Cunha e Silva Filho

           Esta crônica não tem a pretensão de ser fiel aos dados que por ventura aqui nomeio, mas que existe a cidade existe. Num reportagem da Bandeirante(?) sobre lugares agradáveis de se viver, Pendotiba é um delas.
          Para quem deseja a paz, a tranquilidade, a segurança, o deixar aberta a porta de entrada de sua casa, a população pequena, Pendotiba é o recanto certo e liquído. Tudo nela é paz, sossego, vida simples, lugar onde todos se conhecem uns aos outros. Cidade, na qual conversas entre moradores se prolongam por horas a fio. Ninguém nela tem pressa. Todos ali querem apenas viver sem embaraços sem sobressaltos, sem correrias. Uma vida simplória, sem grandes desejos, sem grandes aspirações. Vida do homem despojado e confiante apenas no bem-estar desse lugar.
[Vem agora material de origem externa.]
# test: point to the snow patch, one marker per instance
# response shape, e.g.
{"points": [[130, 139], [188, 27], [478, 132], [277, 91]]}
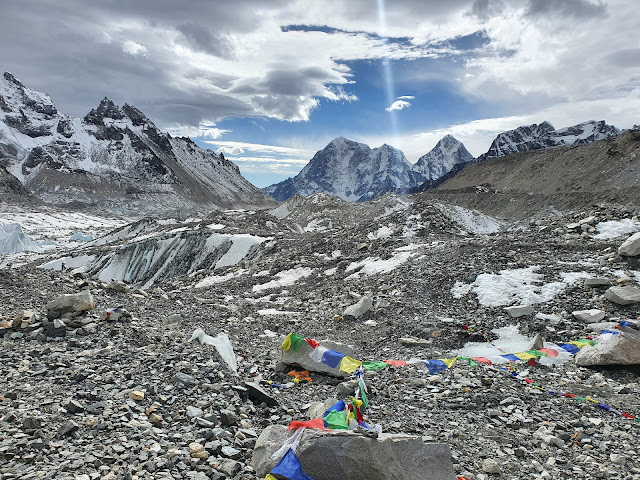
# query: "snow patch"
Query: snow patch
{"points": [[616, 228], [285, 278], [522, 286], [471, 220]]}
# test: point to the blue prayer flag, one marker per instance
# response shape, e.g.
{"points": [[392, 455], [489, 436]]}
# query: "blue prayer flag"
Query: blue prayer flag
{"points": [[435, 366], [332, 358], [289, 467]]}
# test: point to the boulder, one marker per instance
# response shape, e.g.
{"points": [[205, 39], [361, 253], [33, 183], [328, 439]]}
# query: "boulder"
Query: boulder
{"points": [[72, 303], [597, 282], [302, 359], [627, 295], [519, 310], [588, 316], [358, 309], [631, 246], [348, 455], [621, 349]]}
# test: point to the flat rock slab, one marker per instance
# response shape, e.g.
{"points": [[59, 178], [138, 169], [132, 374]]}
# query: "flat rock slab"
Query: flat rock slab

          Sempre eu fui um sujeito urbano. O campo, embora o sinta agradável e sadio,  me é quase desconhecido. Um ex-amigo muito inteligente uma vez me falou que jamais deixaria o Rio de Janeiro, com todos os seus graves problemas, por outra cidade do país, quer seja  da área rural, da roça, no campo, do interior ou como antigamente se gostava de anglofilamente afirmar, da “hinterland”.
            Não, ele é um inveterado urbanófilo, alguém que ama a alegria da cidade grande, dos barulhos, das sirenes, dos tumultos, dos engarrafamentos, da poluição, da vida noturna feérica, de tudo que constitui o canto de sereia das metrópoles ou megalópoles.
         O campo, para ele, seria o final do caminho, triste e cinzento. Sua disposição seria, portanto, para enfrentar os embates múltiplos da vida urbana. Do que ele, se não me falha o pensamento, chamava de “loucura urbana.”
         Pindotiba, ao contrário, seria a morte em vida para esse ex-amigo. Não tanto para mim, que, de quando em vez, gosto de espairecer num lugar afastado da trepidação e da multidão urbana, visto que amo os lugares em que todo mundo se conhece praticamente, onde ainda se vê alguém com um sorriso estampado no rosto prodigalizando-nos, de manhã, ao passar pela gente, com um simpático “bom dia.”
       Na grande cidade, esse gesto seria interpretado como uma saudação de alguém com um parafuso a menos. Ora, é exatamente essa humanidade à moda antiga e demodé de trato social que me delicia e me deixa inebriado e ainda confiante no ser  humano. Nem tudo está perdido, falo com os meus botões ao receber de um desconhecido um cumprimento desses. Isso seria  o bastante para ganhar o meu dia naquela cidadezinha perdida e acolhedora.
        A impressão forte que tenho é que a grande cidade se me afigura como se,  de repente, eu estivesse no estrangeiro, como se falassem em uma outra língua ainda que a dominasse.  É tudo tão mecânico, tão formal, tão impessoa,l tão longe do coração e tão perto do cerebral, da lógica, do racional, que me sinto amiúde um estranho dentro do meu próprio país e da cidade que elegi como residência há tantos anos.
        Passamos a pé em dias seguidos pelos mesmos lugares e, nas calçadas, vemos outras pessoas jamais vistas e que igualmente jamais talvez vejamos em nossas vidas. Ah, com tem ser humano na Terra, ou melhor, numa cidade grande, afluente! Na Pindotiba, volto a enfatizar, nada disso acontece.
       A vida dos transeuntes é um livro aberto, uma voz única, um aceno de amor e de compartilhamento entre as pessoas simples, um lugar único, uma experiência não malograda, repetida à exaustão entre pessoas que se conhecem, se respeitam e se admiram. A anomia é algo fora de cogitação nessas pindotibas da vida. Na grande urbe, não, impera a indiferença, o olhar carrancudo dos homens que passam por nós. Quem quer lá saber quem passe por nós! Pindotiba é uma Pasárgada para mim. É lá que terei a mulher que quero na cama que escolherei. Lá sou amigo do rei. Vou-me embora pra Pindotiba.  Aqui não ficarei. Vou-me embora pra Pasárgada, lá encontrarei a filha que nunca tive na terra de Pindotiba. Vou-me embora, sim, pra lá. Talvez lá cante o sabiá.